Algunas personas tienen síntomas más claros por la noche. Se despiertan con tos, ardor, sensación de ahogo o líquido ácido en la garganta.

Otras apenas tienen ardor, pero tienen síntomas de garganta.

Esto puede generar mucha confusión.

Por eso no conviene reducir el reflujo a “solo ardor”.

REFLUJO Y GARGANTA: TOS, RONQUERA Y CARRASPERA

El reflujo puede causar síntomas fuera del esófago.

Algunas personas notan más la garganta que el estómago.

Ronquera al despertar.

Carraspera constante.

Tos seca.

Sensación de mucosidad.

Garganta irritada.

Necesidad de aclararse la voz.

Sensación de nudo.

Esto puede ocurrir porque el contenido que sube puede irritar zonas altas o porque existe una sensibilidad aumentada de la vía aerodigestiva.

Ahora bien, aquí hay que ser prudentes.

No toda tos es reflujo.

No toda ronquera es reflujo.

No toda sensación de nudo es reflujo.

Puede haber alergias, asma, goteo nasal posterior, infecciones, uso de la voz, tabaco, ansiedad, problemas tiroideos, lesiones laríngeas u otras causas.

Pero si la tos, la ronquera o la carraspera se acompañan de ardor, regurgitación, síntomas nocturnos o empeoran después de comer, el reflujo puede formar parte de la sospecha.

CUANDO EL REFLUJO SE CONFUNDE CON ANSIEDAD O CORAZÓN

El reflujo puede producir presión o dolor en el pecho. Y eso asusta.

A veces se parece a una molestia cardíaca.

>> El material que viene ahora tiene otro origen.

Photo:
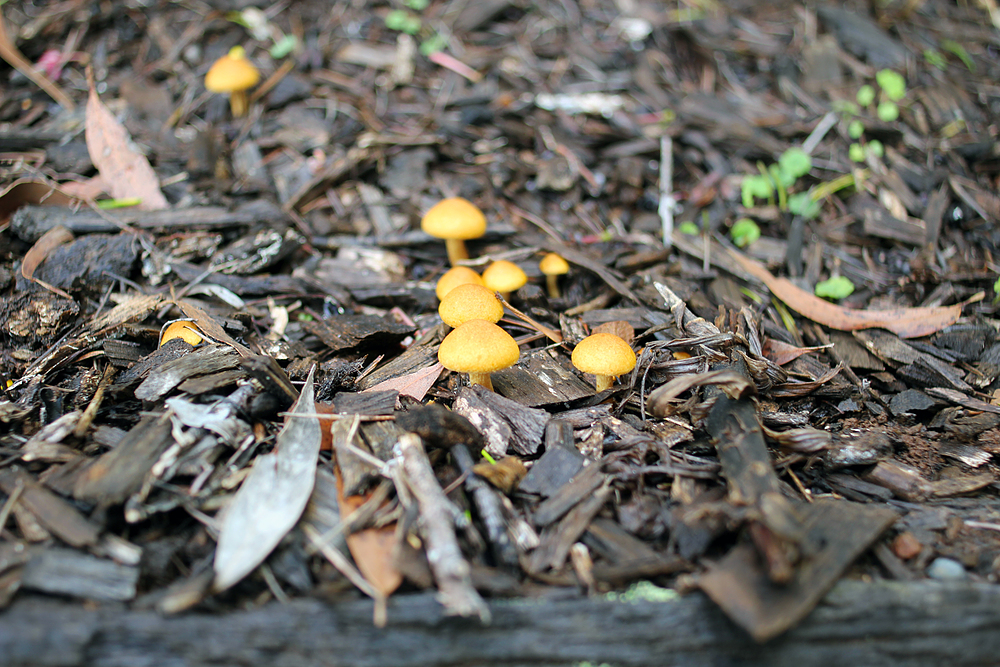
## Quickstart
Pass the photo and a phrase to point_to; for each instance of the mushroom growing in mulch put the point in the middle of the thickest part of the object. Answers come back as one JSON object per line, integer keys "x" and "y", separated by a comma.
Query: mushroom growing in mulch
{"x": 478, "y": 348}
{"x": 604, "y": 355}
{"x": 233, "y": 74}
{"x": 455, "y": 220}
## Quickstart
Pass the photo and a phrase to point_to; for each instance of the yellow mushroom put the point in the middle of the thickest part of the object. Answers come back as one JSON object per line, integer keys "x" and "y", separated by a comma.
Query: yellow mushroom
{"x": 453, "y": 277}
{"x": 604, "y": 355}
{"x": 469, "y": 302}
{"x": 455, "y": 220}
{"x": 478, "y": 348}
{"x": 233, "y": 74}
{"x": 504, "y": 277}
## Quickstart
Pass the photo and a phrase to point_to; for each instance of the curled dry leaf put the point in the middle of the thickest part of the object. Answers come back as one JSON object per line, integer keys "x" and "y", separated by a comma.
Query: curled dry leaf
{"x": 732, "y": 384}
{"x": 125, "y": 170}
{"x": 904, "y": 322}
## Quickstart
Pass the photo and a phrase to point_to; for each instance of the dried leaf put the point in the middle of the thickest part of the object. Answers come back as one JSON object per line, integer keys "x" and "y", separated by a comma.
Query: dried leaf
{"x": 372, "y": 548}
{"x": 782, "y": 353}
{"x": 272, "y": 497}
{"x": 124, "y": 169}
{"x": 10, "y": 53}
{"x": 904, "y": 322}
{"x": 43, "y": 247}
{"x": 30, "y": 191}
{"x": 415, "y": 384}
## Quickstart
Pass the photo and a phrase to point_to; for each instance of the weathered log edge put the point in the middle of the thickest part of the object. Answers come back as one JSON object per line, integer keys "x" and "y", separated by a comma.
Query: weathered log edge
{"x": 882, "y": 623}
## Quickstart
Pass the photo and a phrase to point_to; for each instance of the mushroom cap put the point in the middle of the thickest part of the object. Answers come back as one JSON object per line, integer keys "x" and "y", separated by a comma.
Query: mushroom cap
{"x": 469, "y": 302}
{"x": 553, "y": 265}
{"x": 232, "y": 72}
{"x": 603, "y": 354}
{"x": 452, "y": 278}
{"x": 504, "y": 276}
{"x": 478, "y": 346}
{"x": 454, "y": 218}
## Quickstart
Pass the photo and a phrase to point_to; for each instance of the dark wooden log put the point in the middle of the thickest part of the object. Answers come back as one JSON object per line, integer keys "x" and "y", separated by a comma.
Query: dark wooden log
{"x": 916, "y": 624}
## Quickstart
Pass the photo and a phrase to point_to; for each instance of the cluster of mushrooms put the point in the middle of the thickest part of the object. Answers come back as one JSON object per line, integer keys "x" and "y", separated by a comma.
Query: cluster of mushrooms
{"x": 476, "y": 345}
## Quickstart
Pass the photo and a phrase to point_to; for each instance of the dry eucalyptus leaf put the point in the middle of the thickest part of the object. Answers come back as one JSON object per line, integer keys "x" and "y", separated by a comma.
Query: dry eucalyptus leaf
{"x": 123, "y": 168}
{"x": 272, "y": 497}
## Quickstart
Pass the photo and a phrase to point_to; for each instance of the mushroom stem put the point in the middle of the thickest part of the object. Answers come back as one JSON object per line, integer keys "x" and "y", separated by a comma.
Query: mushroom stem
{"x": 481, "y": 379}
{"x": 456, "y": 250}
{"x": 238, "y": 103}
{"x": 552, "y": 282}
{"x": 604, "y": 382}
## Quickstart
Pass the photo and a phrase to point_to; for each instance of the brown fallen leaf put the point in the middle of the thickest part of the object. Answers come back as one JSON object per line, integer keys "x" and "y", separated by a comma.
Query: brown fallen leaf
{"x": 904, "y": 322}
{"x": 124, "y": 169}
{"x": 43, "y": 247}
{"x": 371, "y": 548}
{"x": 415, "y": 384}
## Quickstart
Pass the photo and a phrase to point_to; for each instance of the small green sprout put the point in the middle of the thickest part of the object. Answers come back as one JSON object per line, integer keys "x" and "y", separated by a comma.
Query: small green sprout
{"x": 866, "y": 95}
{"x": 935, "y": 58}
{"x": 887, "y": 111}
{"x": 744, "y": 232}
{"x": 892, "y": 84}
{"x": 954, "y": 47}
{"x": 689, "y": 228}
{"x": 803, "y": 204}
{"x": 795, "y": 162}
{"x": 838, "y": 287}
{"x": 756, "y": 186}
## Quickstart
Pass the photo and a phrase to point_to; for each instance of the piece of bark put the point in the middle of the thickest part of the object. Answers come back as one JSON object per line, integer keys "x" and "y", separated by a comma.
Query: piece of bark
{"x": 201, "y": 361}
{"x": 505, "y": 424}
{"x": 69, "y": 572}
{"x": 54, "y": 513}
{"x": 740, "y": 586}
{"x": 30, "y": 222}
{"x": 537, "y": 379}
{"x": 451, "y": 571}
{"x": 588, "y": 480}
{"x": 557, "y": 539}
{"x": 117, "y": 474}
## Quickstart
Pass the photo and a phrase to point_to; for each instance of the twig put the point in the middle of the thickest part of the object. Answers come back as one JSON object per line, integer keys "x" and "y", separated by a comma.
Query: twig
{"x": 450, "y": 569}
{"x": 667, "y": 201}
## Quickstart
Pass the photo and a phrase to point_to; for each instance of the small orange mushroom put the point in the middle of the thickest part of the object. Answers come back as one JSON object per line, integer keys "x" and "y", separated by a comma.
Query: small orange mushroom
{"x": 455, "y": 220}
{"x": 233, "y": 74}
{"x": 504, "y": 277}
{"x": 478, "y": 348}
{"x": 604, "y": 355}
{"x": 453, "y": 277}
{"x": 469, "y": 302}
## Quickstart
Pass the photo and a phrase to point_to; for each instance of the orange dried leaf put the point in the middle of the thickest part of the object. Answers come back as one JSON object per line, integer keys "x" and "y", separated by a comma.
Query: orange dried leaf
{"x": 124, "y": 169}
{"x": 415, "y": 384}
{"x": 372, "y": 548}
{"x": 904, "y": 322}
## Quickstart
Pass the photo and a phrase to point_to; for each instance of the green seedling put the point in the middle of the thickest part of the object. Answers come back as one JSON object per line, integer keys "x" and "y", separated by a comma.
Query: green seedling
{"x": 836, "y": 288}
{"x": 403, "y": 21}
{"x": 959, "y": 51}
{"x": 689, "y": 228}
{"x": 756, "y": 187}
{"x": 744, "y": 232}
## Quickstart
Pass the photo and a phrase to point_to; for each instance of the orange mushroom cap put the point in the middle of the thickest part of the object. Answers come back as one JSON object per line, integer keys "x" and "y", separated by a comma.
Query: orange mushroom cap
{"x": 469, "y": 302}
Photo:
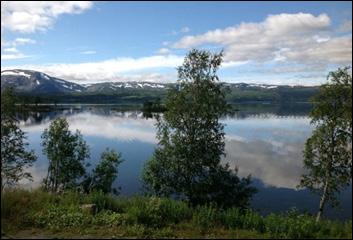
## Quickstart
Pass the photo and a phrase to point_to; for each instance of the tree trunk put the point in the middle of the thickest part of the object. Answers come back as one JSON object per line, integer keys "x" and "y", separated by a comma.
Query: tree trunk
{"x": 322, "y": 202}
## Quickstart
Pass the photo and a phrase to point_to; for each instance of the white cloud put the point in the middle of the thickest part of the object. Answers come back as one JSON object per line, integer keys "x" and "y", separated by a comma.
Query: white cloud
{"x": 89, "y": 52}
{"x": 120, "y": 69}
{"x": 12, "y": 53}
{"x": 185, "y": 30}
{"x": 306, "y": 38}
{"x": 181, "y": 30}
{"x": 11, "y": 50}
{"x": 23, "y": 41}
{"x": 163, "y": 51}
{"x": 346, "y": 26}
{"x": 13, "y": 56}
{"x": 18, "y": 42}
{"x": 32, "y": 16}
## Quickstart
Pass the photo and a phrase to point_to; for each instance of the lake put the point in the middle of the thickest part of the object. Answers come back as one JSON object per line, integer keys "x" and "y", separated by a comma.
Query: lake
{"x": 263, "y": 140}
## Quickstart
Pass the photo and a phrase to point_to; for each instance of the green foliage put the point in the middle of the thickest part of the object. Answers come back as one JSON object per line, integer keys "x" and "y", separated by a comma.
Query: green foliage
{"x": 157, "y": 212}
{"x": 109, "y": 218}
{"x": 66, "y": 153}
{"x": 145, "y": 216}
{"x": 15, "y": 158}
{"x": 328, "y": 152}
{"x": 57, "y": 217}
{"x": 104, "y": 174}
{"x": 191, "y": 140}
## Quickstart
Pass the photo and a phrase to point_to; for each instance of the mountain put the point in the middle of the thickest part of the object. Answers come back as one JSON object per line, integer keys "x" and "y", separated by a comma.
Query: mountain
{"x": 52, "y": 89}
{"x": 111, "y": 87}
{"x": 26, "y": 81}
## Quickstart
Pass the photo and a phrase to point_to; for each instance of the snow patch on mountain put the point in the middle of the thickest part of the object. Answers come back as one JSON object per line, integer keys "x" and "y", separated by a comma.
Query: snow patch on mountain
{"x": 13, "y": 73}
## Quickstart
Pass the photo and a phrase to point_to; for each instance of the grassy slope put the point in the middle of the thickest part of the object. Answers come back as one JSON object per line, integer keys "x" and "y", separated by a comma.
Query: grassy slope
{"x": 39, "y": 214}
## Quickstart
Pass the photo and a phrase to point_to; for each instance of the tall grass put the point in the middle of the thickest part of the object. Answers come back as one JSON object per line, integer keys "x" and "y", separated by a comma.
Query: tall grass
{"x": 49, "y": 211}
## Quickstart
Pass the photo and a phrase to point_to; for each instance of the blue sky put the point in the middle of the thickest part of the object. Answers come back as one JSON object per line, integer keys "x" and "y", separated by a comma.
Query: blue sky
{"x": 264, "y": 42}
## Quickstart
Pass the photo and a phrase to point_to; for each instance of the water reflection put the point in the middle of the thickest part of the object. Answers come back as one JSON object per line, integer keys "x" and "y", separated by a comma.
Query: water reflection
{"x": 266, "y": 145}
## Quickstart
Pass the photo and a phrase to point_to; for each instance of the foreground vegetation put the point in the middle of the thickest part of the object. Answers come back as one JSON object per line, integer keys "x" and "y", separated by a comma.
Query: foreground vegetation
{"x": 61, "y": 215}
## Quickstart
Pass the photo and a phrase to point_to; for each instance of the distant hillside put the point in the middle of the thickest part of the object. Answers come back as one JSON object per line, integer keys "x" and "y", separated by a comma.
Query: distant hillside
{"x": 33, "y": 82}
{"x": 39, "y": 87}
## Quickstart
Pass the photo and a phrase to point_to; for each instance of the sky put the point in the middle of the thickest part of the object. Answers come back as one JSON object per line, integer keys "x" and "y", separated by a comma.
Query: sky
{"x": 291, "y": 43}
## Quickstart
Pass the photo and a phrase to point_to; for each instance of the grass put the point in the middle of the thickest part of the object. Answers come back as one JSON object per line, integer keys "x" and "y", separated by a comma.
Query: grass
{"x": 37, "y": 213}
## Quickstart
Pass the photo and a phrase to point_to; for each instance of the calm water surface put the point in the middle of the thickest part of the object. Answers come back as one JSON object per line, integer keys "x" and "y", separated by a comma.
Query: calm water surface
{"x": 264, "y": 141}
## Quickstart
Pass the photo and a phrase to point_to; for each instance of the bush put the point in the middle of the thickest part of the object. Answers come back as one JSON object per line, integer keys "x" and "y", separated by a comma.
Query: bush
{"x": 109, "y": 218}
{"x": 157, "y": 212}
{"x": 56, "y": 217}
{"x": 206, "y": 216}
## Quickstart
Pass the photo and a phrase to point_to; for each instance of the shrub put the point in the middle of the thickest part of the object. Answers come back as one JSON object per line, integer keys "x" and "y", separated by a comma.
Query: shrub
{"x": 109, "y": 218}
{"x": 206, "y": 216}
{"x": 56, "y": 217}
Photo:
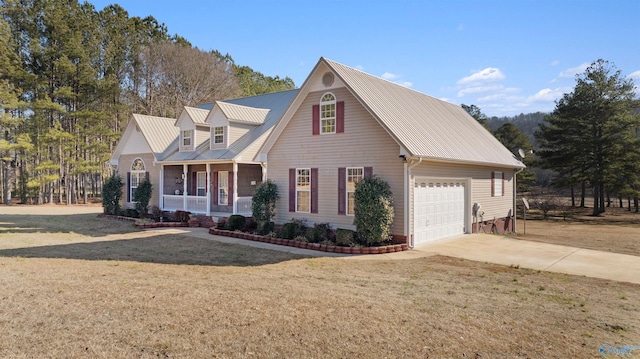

A veces aparece en momentos de estrés.

A veces se acompaña de sensación de falta de aire o angustia.

Por eso hay que ser muy cuidadosos.

Nunca conviene asumir automáticamente que un dolor en el pecho es reflujo.

Si hay dolor fuerte, opresivo, que se irradia al brazo, mandíbula, espalda o cuello, si aparece falta de aire, sudor frío, náuseas intensas, mareo, debilidad o sensación de gravedad, hay que buscar atención urgente.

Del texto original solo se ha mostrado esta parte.